USO – AI Painting Model Released by ByteDance

What is USO？

USO (Unified Style-Subject Optimized) is an AI painting model released by ByteDance’s UXO team. It enables free combination of any subject with any style in any scene, producing images with high subject consistency, strong style fidelity, and a natural, non-plastic look. USO is trained on a large-scale triplet dataset and adopts a decoupled learning strategy that aligns style features while separating content and style. It also introduces Style Reward Learning (SRL) to further enhance model performance. Alongside the model, the team released USO-Bench, a benchmark designed to comprehensively evaluate both style similarity and subject fidelity. Experiments show that USO achieves state-of-the-art performance among open-source models across both dimensions.

Main Features of USO

Style and Subject Fusion: Freely combines any subject with any style, producing images that preserve subject features while adhering to the chosen style—solving the long-standing challenge of blending style with subject.
High-Fidelity Generation: Maintains strong subject consistency and high style fidelity during image generation, ensuring natural and high-quality outputs.
Multi-Scene Applications: Applicable to diverse domains, including artistic creation, advertising design, and game development.
Open-Source Support: Fully open-sourced with training code, inference scripts, model weights, and datasets, providing rich resources for researchers and developers.
State-of-the-Art Performance: Achieves leading results in both subject consistency and style similarity, thanks to large-scale triplet data and decoupled learning strategies.
Benchmark Testing: Released USO-Bench, which comprehensively evaluates style similarity and subject fidelity, offering a unified comparison standard for future models.

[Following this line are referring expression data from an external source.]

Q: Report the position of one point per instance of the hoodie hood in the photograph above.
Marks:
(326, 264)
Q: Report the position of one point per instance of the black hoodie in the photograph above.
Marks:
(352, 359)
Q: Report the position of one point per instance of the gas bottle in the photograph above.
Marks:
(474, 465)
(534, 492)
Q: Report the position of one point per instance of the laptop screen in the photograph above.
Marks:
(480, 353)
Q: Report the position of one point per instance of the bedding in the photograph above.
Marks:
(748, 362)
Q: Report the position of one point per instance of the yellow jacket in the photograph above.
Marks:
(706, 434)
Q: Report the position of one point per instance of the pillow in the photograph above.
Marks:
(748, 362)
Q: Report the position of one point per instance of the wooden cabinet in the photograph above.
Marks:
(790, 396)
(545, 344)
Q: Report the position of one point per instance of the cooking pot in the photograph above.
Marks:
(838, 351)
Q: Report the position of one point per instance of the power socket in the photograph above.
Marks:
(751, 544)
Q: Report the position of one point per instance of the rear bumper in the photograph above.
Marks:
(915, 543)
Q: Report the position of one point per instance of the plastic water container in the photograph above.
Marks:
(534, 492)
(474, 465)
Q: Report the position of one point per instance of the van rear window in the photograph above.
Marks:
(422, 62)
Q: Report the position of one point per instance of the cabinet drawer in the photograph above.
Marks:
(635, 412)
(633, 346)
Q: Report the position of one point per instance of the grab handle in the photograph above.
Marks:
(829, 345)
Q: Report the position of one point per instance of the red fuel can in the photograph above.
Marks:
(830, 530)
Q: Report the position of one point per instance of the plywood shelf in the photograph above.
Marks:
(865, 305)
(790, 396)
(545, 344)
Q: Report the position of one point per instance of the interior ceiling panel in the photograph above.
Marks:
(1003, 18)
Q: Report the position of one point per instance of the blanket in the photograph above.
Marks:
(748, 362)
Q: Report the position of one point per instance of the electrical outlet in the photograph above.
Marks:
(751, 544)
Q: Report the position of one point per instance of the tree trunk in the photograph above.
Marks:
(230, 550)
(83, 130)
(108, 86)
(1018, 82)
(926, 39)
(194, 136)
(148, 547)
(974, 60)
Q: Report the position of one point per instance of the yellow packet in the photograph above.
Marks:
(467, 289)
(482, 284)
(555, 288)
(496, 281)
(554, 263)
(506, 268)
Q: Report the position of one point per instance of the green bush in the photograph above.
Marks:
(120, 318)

Technical Principles of USO

Large-Scale Triplet Dataset Construction: Builds datasets of content images, style images, and corresponding stylized images, providing a strong foundation for training.
Decoupled Learning Strategy: A two-phase training process that aligns style features while disentangling content and style, avoiding feature interference and enabling precise fusion.
Style Reward Learning (SRL): Introduces reward signals to optimize generation quality, balancing style similarity with subject consistency, further boosting model performance.
Unified Framework: Merges style-driven and subject-driven tasks into a single framework, resolving the traditional trade-off between the two and enabling co-optimization.
Two-Stage Training Pipeline: Stage one trains style alignment to enable style reproduction; stage two performs content–style decoupled training for joint conditional generation, with SRL supervising the overall process.

Core Values of USO

Innovative Collaborative Decoupling Paradigm: Breaks the separation between style and subject generation tasks, proving that cross-task joint learning enables deeper content–style disentanglement and mutual enhancement.
Powerful Unified Generation Model: The first model to simultaneously achieve SOTA subject consistency and style similarity within a single framework, delivering impressive results and generality.
Reward Learning Enhancement: Successfully applies reward learning to style generation, providing an effective path for fine-grained control and improved aesthetics.
First Unified Evaluation Benchmark: USO-Bench fills the evaluation gap in this domain, offering a fair and comprehensive platform for comparison.

USO Project Links

Official Website: https://bytedance.github.io/USO/
GitHub Repository: https://github.com/bytedance/USO
arXiv Paper: https://arxiv.org/pdf/2508.18966

Model Capabilities of USO

Precise Style Transfer: Accurately transfers different styles onto new content while preserving brushstrokes and color patterns of the original style without distorting the subject.
Strong Subject Preservation: Locks subject features during style transformation, maintaining integrity across multiple styles.
Unified Generation Ability: Simultaneously satisfies both style and subject requirements, producing images that perfectly combine stylistic fidelity with subject preservation.
High-Quality Outputs: Achieves SOTA results in subject-driven, style-driven, and joint subject–style generation tasks, producing natural, realistic, and high-quality images.
High Adaptability: Handles a wide range of subjects (people, animals, environments) and styles (oil painting, ink wash, comic art, etc.) with strong adaptability.
Quantitative Superiority: On USO-Bench, USO significantly outperforms all existing open-source SOTA models across key metrics (e.g., CLIP-I, DINO, CSD) for both subject-driven and style-driven tasks. On the more challenging joint subject–style task, USO also leads by a large margin, showcasing its unified generation power.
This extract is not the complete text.